On having Skin in the game
I have spent the better part of forty years sitting on the agency side of the table, watching clients respond to advertising concepts. I thought I understood what was at stake for them.
I didn't.
I commissioned a designer last month to develop the cover for my book. Not a client's book. Mine. A project that has taken years, that bears my name, that will exist in the world long after whatever discomfort I'm currently feeling has faded or turned into something else.
When I reviewed the initial concepts with the designer, something happened - I became, for the first time in my professional life, genuinely frightened. Not of the designer (he’s lovely). Of the decision.
When it is your money and your reputation nothing about the process changes, but everything about the stakes does. The brief is the same document it has always been. The creative process is the same process. The conversation about vision and reference points and what feels right is the same conversation. And yet everything about how it feels changes completely.
When I was at Wieden+Kennedy, I worried about the work. I cared about it, often ferociously. But it was, at some level, insulated by a structure I never fully appreciated at the time - it was someone else's money, and it was someone else's brand reputation I was working in service of. If it went wrong, it went wrong for them. My investment was professional. Theirs was financial and existential. I had always intellectually understood this distinction. I had never felt it in my body.
There is a word worth pausing on here for just a moment. We forget, at our peril, and despite all the talk of 'pirates' and independence, that 'agency' refers not to free will but to representation - to a body authorised to act on behalf of another. An agent is not the origin of intent but its executor. Agencies were never designed to be sovereign actors. They were invented to carry someone else's intentions into the world with skill and competence. The cost and risk, by definition, was never supposed to be theirs.

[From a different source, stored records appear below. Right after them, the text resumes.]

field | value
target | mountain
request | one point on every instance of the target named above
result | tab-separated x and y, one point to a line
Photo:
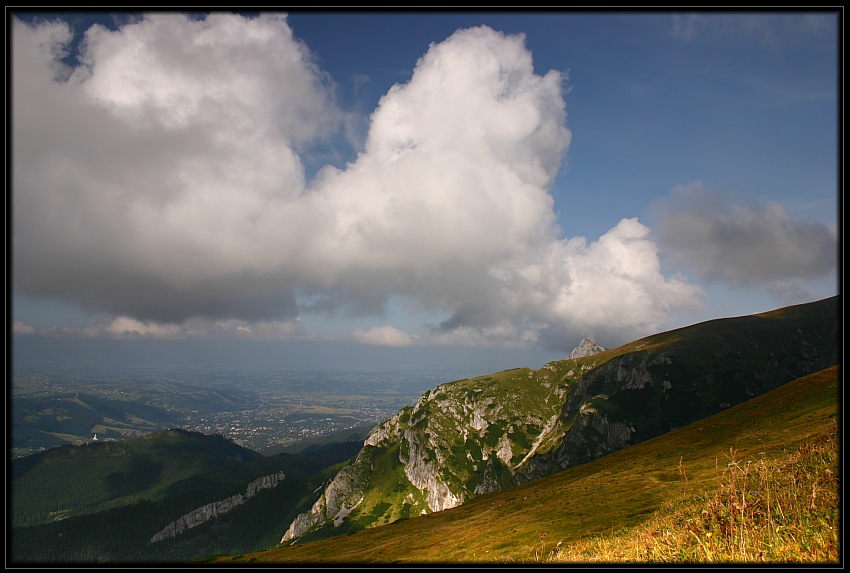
75	480
471	437
229	500
623	492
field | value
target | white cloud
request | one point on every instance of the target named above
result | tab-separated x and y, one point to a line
383	336
161	182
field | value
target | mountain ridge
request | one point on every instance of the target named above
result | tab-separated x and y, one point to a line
470	437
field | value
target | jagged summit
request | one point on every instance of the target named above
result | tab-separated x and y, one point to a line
587	347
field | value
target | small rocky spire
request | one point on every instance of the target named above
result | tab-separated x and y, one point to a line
587	347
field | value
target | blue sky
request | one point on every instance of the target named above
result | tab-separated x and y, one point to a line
503	183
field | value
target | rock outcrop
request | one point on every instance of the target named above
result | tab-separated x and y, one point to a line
470	437
212	510
587	347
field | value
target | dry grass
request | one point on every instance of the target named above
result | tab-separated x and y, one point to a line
784	510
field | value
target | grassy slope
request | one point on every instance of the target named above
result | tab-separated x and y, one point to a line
618	490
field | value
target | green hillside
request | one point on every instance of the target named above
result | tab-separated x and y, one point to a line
123	534
471	437
619	490
74	480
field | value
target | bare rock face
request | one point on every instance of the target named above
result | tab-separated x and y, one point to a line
587	347
212	510
344	493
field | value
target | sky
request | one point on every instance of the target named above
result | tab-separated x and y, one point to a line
479	187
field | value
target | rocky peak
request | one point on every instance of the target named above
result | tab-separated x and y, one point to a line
587	347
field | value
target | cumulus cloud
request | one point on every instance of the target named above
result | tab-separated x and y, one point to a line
161	181
744	244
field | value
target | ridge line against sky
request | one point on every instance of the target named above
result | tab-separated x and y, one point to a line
475	179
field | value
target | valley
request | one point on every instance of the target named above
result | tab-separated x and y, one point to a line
264	411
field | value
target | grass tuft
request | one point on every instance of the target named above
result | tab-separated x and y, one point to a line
784	510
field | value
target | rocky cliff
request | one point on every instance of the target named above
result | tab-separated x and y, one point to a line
470	437
212	510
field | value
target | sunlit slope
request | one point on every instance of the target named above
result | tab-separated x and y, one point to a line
620	489
471	437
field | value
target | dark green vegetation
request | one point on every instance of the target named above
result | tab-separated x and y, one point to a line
104	502
579	447
75	480
618	492
268	412
470	437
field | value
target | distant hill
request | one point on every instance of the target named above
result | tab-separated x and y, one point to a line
480	469
74	480
233	500
471	437
618	492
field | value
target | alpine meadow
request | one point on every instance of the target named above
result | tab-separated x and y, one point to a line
326	287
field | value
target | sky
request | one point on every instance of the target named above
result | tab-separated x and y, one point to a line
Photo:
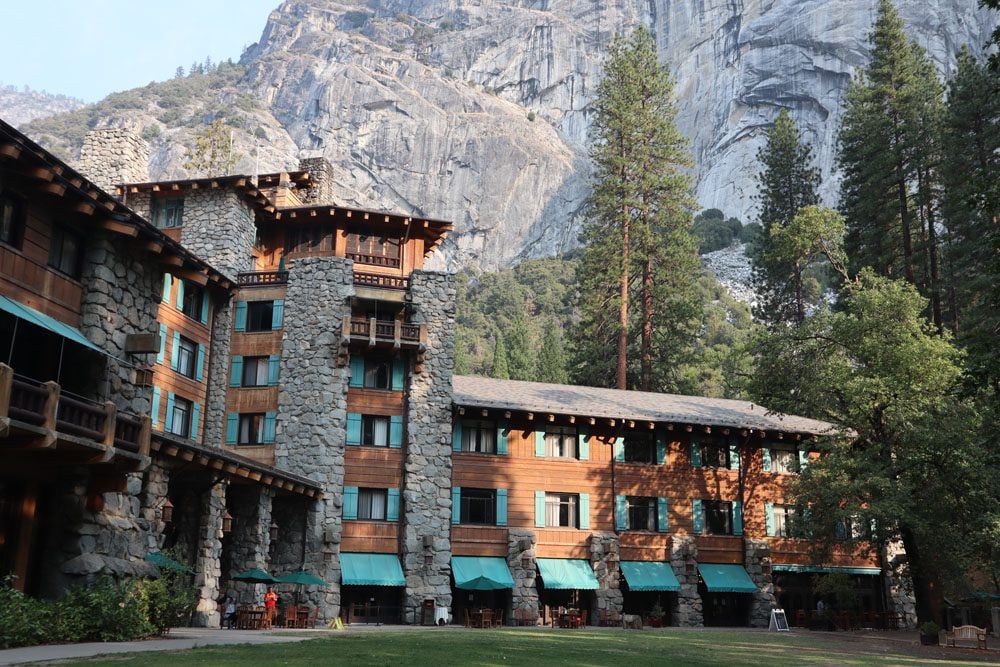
89	48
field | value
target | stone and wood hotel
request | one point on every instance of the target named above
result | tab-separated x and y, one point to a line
240	370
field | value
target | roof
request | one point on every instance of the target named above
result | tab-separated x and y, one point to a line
559	399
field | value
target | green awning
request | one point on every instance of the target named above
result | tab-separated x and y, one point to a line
871	571
649	576
480	573
565	573
726	578
371	570
44	321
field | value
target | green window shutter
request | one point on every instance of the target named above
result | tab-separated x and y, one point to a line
583	444
273	369
396	431
353	428
163	344
539	509
270	426
200	364
357	371
241	316
398	372
154	412
168	419
236	372
350	503
621	513
277	314
175	351
392	506
502	437
501	507
232	428
456	504
195	418
697	519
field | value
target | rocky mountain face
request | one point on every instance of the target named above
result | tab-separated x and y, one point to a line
477	111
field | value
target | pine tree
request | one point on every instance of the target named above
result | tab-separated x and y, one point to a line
638	224
788	182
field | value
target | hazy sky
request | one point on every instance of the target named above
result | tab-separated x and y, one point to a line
89	48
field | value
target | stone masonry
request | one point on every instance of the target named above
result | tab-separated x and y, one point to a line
426	535
312	404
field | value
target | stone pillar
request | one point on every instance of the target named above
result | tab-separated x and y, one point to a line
522	565
605	554
758	565
426	538
209	552
312	406
687	611
113	156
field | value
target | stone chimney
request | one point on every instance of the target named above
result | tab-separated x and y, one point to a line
113	156
321	179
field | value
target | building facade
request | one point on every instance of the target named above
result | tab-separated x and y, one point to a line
270	378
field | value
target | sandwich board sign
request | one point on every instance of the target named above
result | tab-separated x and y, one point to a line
779	623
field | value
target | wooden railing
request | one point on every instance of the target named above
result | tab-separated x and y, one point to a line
380	280
262	278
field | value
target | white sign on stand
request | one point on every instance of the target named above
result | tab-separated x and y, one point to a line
779	623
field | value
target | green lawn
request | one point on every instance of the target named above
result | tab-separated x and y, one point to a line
435	648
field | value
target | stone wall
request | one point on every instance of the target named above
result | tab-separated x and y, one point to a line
312	405
427	463
113	156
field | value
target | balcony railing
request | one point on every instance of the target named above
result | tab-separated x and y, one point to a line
380	280
262	278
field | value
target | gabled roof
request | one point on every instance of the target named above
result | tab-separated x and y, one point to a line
559	399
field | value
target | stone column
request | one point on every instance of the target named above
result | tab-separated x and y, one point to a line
312	405
521	562
209	552
605	554
758	565
687	611
426	534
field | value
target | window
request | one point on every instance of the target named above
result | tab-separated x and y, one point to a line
641	513
718	517
65	251
640	448
260	315
255	371
251	429
479	436
12	214
561	442
167	212
180	423
187	354
561	510
372	504
374	431
479	506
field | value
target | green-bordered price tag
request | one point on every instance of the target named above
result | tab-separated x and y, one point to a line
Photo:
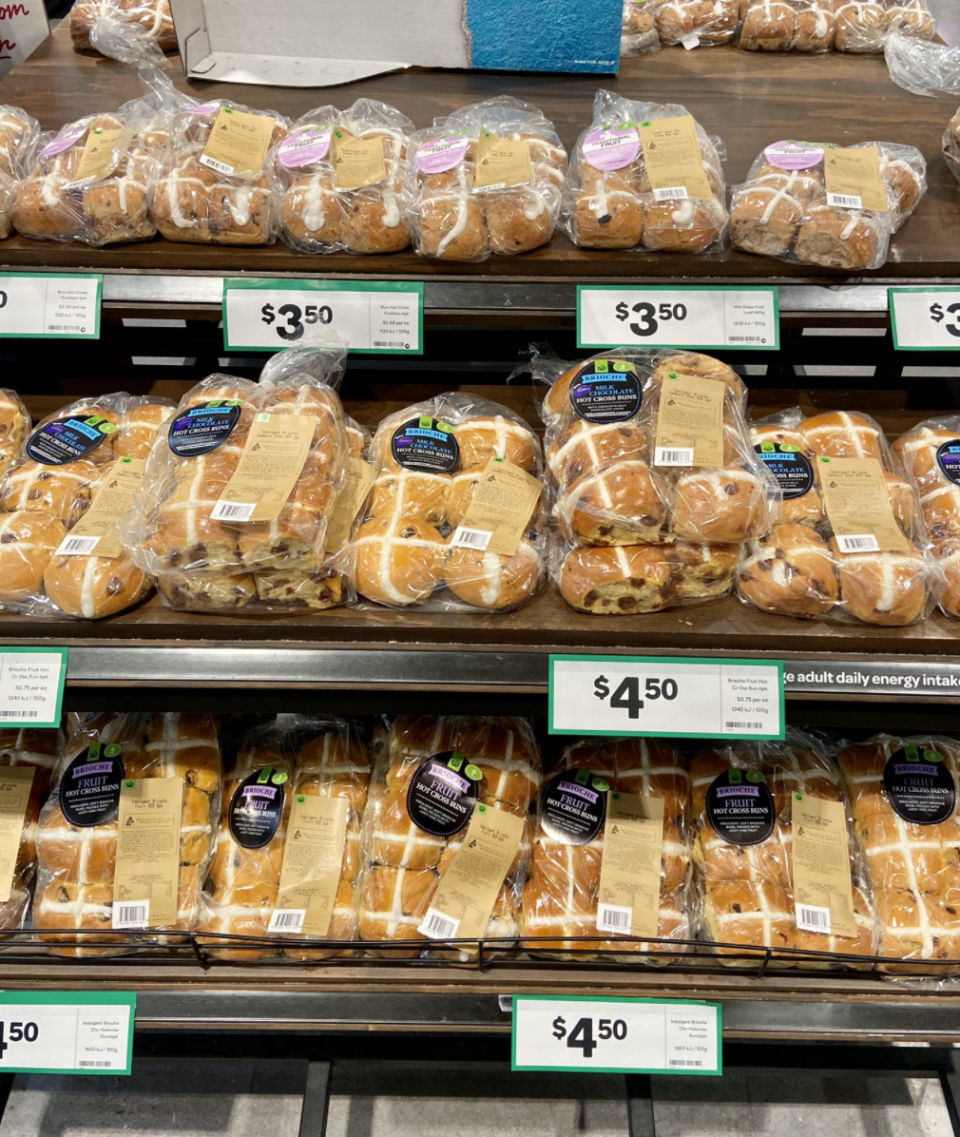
56	306
695	316
665	697
925	318
382	317
617	1035
66	1031
32	686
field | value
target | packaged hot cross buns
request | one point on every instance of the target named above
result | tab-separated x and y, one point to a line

Mine is - and the risk calculus I have discovered, is exponentially different. Spend a client's money poorly and you lose a relationship, maybe an account, certainly some sleep. Spend your own money poorly on something that represents you and is made visible to the world and you lose something quite different. The designer is not just making a cover. They are making a claim about who I am - one I will have to live with, publicly, for as long as the book exists. Every decision in the brief, every reference image, every moment of creative feedback, carries a weight that is simply not present when you are spending someone else's budget.
The agency side of the table talks about ownership - clients to feel ownership of the work, how to bring them on the journey, how to make the creative decision feel like theirs. What we are less aware of (or honest about) is what ownership actually requires. It requires skin in the game. Real exposure to the consequences of the choice. And most agency practitioners operate without it. We make the case. We do the craft. We manage the process. The client bears the cost and the risk.

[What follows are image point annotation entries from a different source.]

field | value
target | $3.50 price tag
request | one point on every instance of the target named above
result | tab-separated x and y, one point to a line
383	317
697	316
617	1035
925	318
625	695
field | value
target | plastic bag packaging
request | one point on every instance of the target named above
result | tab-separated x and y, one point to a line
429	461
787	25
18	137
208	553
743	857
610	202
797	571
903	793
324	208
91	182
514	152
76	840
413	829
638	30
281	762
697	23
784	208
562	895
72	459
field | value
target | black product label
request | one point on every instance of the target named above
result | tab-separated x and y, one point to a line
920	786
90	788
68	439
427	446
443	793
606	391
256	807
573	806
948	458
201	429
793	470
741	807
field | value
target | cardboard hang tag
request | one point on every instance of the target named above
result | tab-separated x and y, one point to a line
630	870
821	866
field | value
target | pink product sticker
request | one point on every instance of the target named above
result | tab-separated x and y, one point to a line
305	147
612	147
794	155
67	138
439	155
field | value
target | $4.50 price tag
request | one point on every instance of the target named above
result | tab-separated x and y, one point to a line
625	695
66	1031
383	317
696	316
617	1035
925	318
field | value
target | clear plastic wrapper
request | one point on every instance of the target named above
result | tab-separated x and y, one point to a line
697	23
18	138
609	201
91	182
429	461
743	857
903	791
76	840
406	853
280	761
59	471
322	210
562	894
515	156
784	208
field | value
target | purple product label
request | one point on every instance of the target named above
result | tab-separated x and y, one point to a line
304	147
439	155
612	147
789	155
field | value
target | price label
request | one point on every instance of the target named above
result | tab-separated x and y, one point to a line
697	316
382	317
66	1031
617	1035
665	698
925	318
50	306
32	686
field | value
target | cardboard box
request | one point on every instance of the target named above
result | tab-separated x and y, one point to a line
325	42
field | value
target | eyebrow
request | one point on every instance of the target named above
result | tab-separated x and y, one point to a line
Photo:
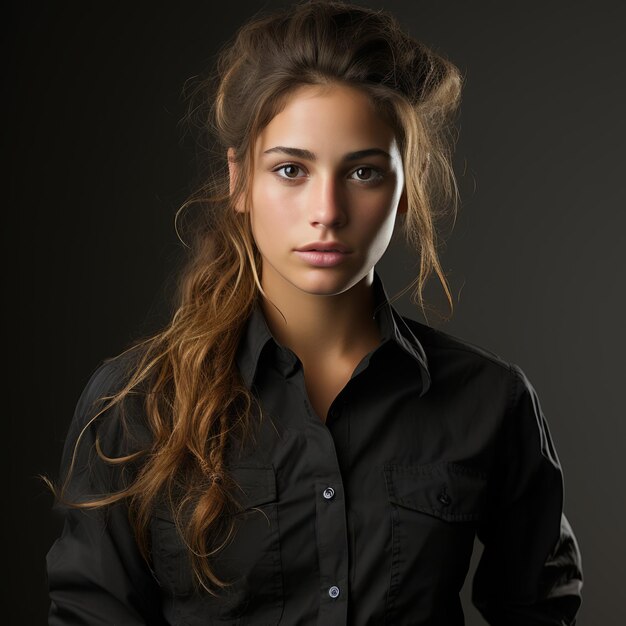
310	156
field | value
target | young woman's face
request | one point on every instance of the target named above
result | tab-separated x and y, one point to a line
326	188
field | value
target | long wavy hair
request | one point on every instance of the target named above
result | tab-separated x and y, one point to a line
194	400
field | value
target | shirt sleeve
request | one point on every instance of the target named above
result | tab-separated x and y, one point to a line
530	572
96	574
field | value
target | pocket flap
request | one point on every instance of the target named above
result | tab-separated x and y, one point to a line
449	491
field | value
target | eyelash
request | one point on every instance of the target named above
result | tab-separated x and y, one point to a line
378	174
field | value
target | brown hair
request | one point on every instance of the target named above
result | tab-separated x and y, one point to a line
194	400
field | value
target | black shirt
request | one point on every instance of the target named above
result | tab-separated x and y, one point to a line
366	518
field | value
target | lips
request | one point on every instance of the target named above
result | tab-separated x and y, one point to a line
327	246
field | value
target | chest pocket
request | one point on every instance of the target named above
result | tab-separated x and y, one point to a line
448	491
434	510
250	561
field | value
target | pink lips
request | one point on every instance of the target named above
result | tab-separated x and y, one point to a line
323	254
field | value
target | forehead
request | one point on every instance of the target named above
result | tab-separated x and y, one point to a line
327	119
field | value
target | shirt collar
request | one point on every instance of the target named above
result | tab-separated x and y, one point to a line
393	328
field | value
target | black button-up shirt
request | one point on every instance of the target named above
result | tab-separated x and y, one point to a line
366	518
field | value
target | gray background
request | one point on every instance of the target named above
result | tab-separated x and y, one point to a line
97	166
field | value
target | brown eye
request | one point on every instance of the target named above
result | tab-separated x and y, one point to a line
367	175
288	171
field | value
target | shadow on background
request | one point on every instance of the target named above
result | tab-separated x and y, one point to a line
98	166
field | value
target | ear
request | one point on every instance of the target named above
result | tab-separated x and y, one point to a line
233	173
403	204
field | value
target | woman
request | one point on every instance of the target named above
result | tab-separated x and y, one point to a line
289	449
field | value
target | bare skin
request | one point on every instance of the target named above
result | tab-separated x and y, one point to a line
327	171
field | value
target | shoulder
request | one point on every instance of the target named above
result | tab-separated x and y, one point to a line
449	356
96	415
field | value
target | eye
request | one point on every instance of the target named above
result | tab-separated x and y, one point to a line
289	171
367	174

Which is why the word 'brave' deserves some scrutiny. Agencies deploy it constantly - brave work, brave clients, brave decisions. Bravery, properly understood, requires exposure to the consequences of the choice. It requires something to lose. The person across the table has something to lose. The person encouraging them to be ‘brave’, with their budget on their reputation, does not - or at least has significantly less. Calling for clients to be ‘brave’ is a failure to understand what the word means - or what it costs.
I am not, to be clear, arguing that agency people don't care. I have been lucky enough to have worked with some of the most dedicated, genuinely invested people in the business. But caring and bearing risk are not the same thing, and that confusion is, I'd argue, how we end up with a profession that is, at best, intermittently good at understanding what it is actually like to sit across the table.

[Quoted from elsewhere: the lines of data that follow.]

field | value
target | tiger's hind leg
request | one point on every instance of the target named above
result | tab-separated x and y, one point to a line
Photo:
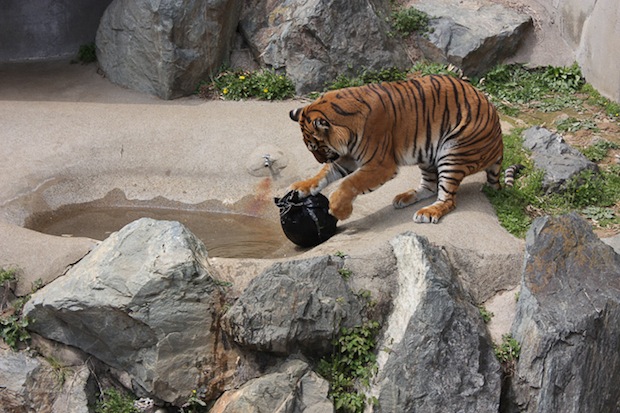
427	188
446	202
493	173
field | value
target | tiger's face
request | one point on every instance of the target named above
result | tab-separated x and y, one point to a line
316	133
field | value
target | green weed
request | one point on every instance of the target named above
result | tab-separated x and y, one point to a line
610	107
352	364
410	20
238	85
598	150
87	53
485	314
514	86
571	124
113	401
367	76
508	351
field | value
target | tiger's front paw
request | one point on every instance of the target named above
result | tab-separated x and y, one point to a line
305	188
340	206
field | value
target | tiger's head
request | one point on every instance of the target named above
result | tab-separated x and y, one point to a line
326	141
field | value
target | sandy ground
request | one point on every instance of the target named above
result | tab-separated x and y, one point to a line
71	136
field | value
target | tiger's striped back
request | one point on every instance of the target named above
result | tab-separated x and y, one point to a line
441	123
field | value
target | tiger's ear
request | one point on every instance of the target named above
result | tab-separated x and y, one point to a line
321	124
294	114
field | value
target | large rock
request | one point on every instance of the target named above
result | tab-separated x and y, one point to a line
291	388
316	40
439	356
294	306
559	161
567	321
473	36
143	302
165	47
26	384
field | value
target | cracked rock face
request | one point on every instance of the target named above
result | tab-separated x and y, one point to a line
438	353
567	321
143	302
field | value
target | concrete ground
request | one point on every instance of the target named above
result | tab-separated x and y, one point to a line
70	136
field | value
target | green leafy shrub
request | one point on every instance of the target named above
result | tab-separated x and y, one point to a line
113	401
351	366
12	323
87	53
510	85
598	151
485	314
610	107
261	84
508	350
409	20
572	124
368	76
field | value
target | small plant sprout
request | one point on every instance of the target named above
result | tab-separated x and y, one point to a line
345	273
351	365
507	353
485	314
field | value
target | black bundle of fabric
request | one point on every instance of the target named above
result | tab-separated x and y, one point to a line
306	221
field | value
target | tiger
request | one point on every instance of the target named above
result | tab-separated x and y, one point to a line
364	134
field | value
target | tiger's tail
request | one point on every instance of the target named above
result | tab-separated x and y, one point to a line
511	173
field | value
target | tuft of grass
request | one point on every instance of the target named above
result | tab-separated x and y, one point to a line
410	20
87	53
485	314
7	275
352	364
507	353
13	324
113	401
598	150
611	108
513	87
572	124
367	76
238	85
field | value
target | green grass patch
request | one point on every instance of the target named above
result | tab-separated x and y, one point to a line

Perhaps the industry’s professional development programmes should require every agency practitioner, at some point in their career, to commission creative work with their own money, for themselves, and report back. Something consequential. Something public. Something that exposes them. Something that frightens them a little. Not because it would make them more empathetic - though it would - but because it would make them more honest about the gap between what they think they're asking of clients and what they are actually asking. About what it costs to be a client. About what it feels like when the room goes quiet and everyone is looking at you. About the gap between an idea somebody else will fund and the work as a lived experience of exposure.
I approved a concept this morning. Forty years on, I finally know what I was asking of my clients - and how much I owe the ones who said yes without flinching.